Blue paused in her patting of mulch and rocked back on her heels. She lifted her chin to look at the trees that enclosed the Dittley property. Oaks, thorns, some redbuds, some dogwoods.

“Are you speaking?” she whispered.

There was precisely no more or no less than what she’d felt and heard before: a rustle in the leaves, a movement in her feet. As if the grass itself was shifting. It was hard to tell precisely where it was coming from.

She thought she heard, faint and thin …

tua tir e elintes tir e elintes

… but maybe it was just the wind, high and impending between slivers of branches.

She tried to hear it again, to no avail.

They were going to lose light soon, and Blue wasn’t thrilled about the idea of driving slowly back in the dark. At least they were finally doing the truly pleasant part — the planting of the flowers, making it look done. Noah had enough strength to help with this, and he knelt beside her in a friendly way, pawing holes in the dirt for the root balls.

At one point, though, she glanced over in the failing light and caught him placing an entire plant into the hole and knocking dirt over all of it, blossoms included.

“Noah!” she exclaimed.

He looked at her, and there was something quite blank about his face. His right hand swept another clump of dirt over petals. It was an automatic gesture, like his hand was disconnected from the rest of him.
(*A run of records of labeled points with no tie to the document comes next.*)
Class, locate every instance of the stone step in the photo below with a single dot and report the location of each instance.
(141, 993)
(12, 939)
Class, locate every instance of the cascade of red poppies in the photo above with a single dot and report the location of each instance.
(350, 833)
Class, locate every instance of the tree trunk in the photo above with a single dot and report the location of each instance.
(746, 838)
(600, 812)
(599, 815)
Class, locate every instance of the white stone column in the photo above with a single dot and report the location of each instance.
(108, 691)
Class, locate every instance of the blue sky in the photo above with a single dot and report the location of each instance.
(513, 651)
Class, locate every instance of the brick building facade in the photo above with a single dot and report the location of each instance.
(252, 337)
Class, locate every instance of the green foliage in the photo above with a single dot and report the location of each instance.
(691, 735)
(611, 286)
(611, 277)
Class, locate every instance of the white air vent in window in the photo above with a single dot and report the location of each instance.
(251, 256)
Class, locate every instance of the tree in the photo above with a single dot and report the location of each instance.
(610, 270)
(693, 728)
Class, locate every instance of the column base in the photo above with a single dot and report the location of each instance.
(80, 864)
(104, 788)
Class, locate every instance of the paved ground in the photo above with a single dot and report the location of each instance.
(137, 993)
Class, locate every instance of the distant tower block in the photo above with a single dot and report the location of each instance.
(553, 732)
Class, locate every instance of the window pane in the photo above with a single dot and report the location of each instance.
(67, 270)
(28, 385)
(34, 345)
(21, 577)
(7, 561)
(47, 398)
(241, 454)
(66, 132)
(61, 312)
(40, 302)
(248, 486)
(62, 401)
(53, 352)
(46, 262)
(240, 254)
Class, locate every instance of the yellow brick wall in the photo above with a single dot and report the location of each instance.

“Not that,” Blue said, not sure what she was saying, only that she was trying to sound kind and not horrified. “Noah, pay attention to what you’re doing.”

His eyes were infinity black, and fixed on her face in a way that rose hair on her neck. His hand moved again, crushing more dirt over the flowers.

Then he was closer, but she had not seen him move. His black eyes were locked on hers, his head twisted in a very unboylike way. There was something altogether Noah-less about him.

The trees shivered overhead.

The sun was nearly gone; the most visible thing was the dead white of his skin. The crushed hole in his face where he had first been hit.

“Blue,” he said.

She was so relieved.

But then he added, “Lily.”

“Noah —”

“Lily. Blue.”

She stood up, very slowly. But she was no farther from him. Somehow he had stood at the same moment as her, perfectly mirroring, eyes locked on her still. Her skin was freezing.